Stabilité et identité
Pour ne pas être étouffé par ce contexte et savoir éviter les pièges, le Brésilien insiste sur un mot-clé : la stabilité. Ce qui implique notamment de compter des éléments d’expérience dans son effectif. « Un joueur qui a performé correctement dans une équipe de second plan ne va pas forcément être aussi bon dans un club populaire. En revanche, s’il y a une ossature de joueurs habitués à ce genre de situations, ça aide énormément à créer cette stabilité », affirme celui qui a également porté le maillot de Metz et de Guingamp en France. Reste à savoir où placer le curseur. Bâtir une équipe quasi exclusivement composée de routiers de la Ligue 2 qui savent comment prendre l’ascenseur peut permettre d’abréger le séjour dans cette division, sans pour autant que cela soit une garantie. Il est aussi possible de profiter de la descente pour se restructurer et accorder une plus grande place aux pépites du centre de formation – ce qui est encore plus évident quand celui-ci est réputé –, encadrées par quelques tauliers. Dans ce deuxième cas de figure, la remontée risque d’être plus longue à venir. Nantes, justement, a d’abord tenté (sans succès) de rebondir dans les plus brefs délais avec des joueurs d’expérience, sans succès. Avant de changer son fusil d’épaule et d’opter pour un retour aux sources, en lançant plusieurs jeunes issus du centre (Jordan Veretout, Adrien Trebel, William Vainqueur…). Ce qui n’a pas déplu au public nantais, bien au contraire. « En Ligue 2, c’est important de bâtir une équipe qui représente les supporters et l’identité du club, appuie Mathéus Vivian. Moi, j’ai vécu deux saisons très différentes là-bas. La première, on avait une équipe avec beaucoup plus de qualités, armée pour remonter, mais sans l’état d’esprit qu’il fallait. La Beaujoire était triste. La deuxième, on avait envie de jouer, et même si l’on manquait d’expérience et de maturité pour remonter, les supporters sont revenus, parce qu’ils ont reconnu les valeurs du club. » Les résultats ont suivi puisque les Canaris ont été promus l’année suivante.

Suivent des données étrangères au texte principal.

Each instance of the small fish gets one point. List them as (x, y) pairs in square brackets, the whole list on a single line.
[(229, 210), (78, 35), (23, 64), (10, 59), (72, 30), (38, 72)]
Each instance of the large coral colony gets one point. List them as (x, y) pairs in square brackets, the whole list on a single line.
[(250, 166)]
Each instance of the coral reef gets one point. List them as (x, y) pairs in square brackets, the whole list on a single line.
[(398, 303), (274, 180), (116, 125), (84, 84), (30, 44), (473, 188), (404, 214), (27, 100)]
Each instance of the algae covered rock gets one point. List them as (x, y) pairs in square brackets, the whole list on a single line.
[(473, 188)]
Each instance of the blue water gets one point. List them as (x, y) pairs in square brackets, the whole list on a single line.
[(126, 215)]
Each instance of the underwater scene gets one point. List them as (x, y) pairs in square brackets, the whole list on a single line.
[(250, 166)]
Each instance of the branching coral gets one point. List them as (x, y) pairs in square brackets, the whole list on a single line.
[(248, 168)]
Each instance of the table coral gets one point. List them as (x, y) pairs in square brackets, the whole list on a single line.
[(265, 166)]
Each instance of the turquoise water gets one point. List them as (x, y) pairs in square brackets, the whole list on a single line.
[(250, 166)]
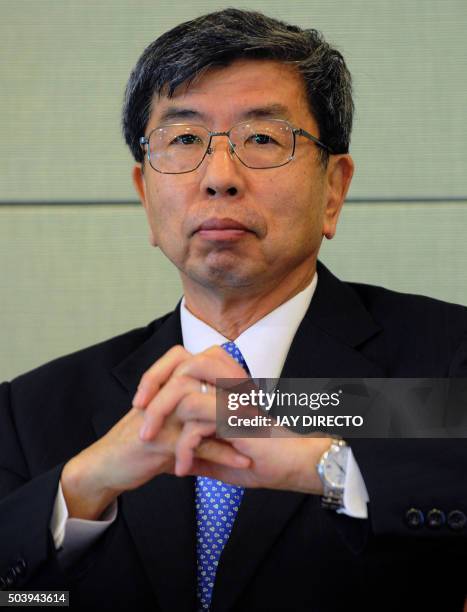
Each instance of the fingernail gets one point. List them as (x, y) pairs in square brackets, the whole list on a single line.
[(138, 400), (144, 432), (242, 461)]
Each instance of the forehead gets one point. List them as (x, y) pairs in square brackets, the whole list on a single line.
[(245, 88)]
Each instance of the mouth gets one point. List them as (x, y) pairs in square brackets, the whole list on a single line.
[(224, 229)]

Contraint par les sanctions de la DNCG, Bordeaux avait d’ailleurs misé essentiellement sur son centre de formation la saison passée. Cela avait plutôt bien fonctionné, puisque la formation au scapulaire avait lutté pour la montée… jusqu’à connaître une fin d’exercice en eau de boudin. Depuis, les Girondins traînent cet épilogue terriblement frustrant comme un boulet. Leurs recrues n’ont pas donné satisfaction, leur entraîneur, David Guion, a été limogé, et son successeur, Albert Riera, tâtonne encore. La dynamique n’est plus bonne du tout, et le spectre d’une angoissante lutte pour le maintien se profile à l’horizon. Une situation qu’a connue Nicolas Gavory avec Auxerre, qui avait péniblement sauvé sa peau en 2013-2014. « Là, c’était chaud, se souvient-il. Descendre en National avec l’AJA, c’était inconcevable, il fallait à tout prix sauver le club. Des supporters étaient venus à l’entraînement pour nous faire sentir qu’ils n’étaient pas contents. Forcément, ils venaient de connaître des décennies de D1, et là, leur club était aux portes de la troisième division. » Mathéus Vivian pense que les Girondins doivent consacrer leur deuxième partie de saison à « construire un état d’esprit qui sera la base de l’année suivante. Il faudra mettre en avant les joueurs destinés à avoir un rôle important, quitte à condamner ceux qui ne font pas partie du projet. » Moins mal en point, Saint-Étienne doit aussi s’employer à lancer une nouvelle dynamique, positive cette fois. Car ensuite, tous les rouages peuvent rapidement se remettre à fonctionner à merveille. « Dans de tels clubs, tout peut aller très vite si une bonne séquence de résultats est enclenchée. Ils ont des atouts que d’autres n’ont pas, un nom capable d’attirer de bonnes recrues, des infrastructures développées, énormément de supporters… La pression peut vite se transformer et devenir positive », affirme Vivian. Avant d’ajouter : « S’ils sont au coude-à-coude avec d’autres équipes dans le sprint final, je pourrai mettre une pièce sur les Stéphanois. » Rendez-vous au printemps pour lancer les paris.
Par Raphaël Brosse
Propos recueillis par RB.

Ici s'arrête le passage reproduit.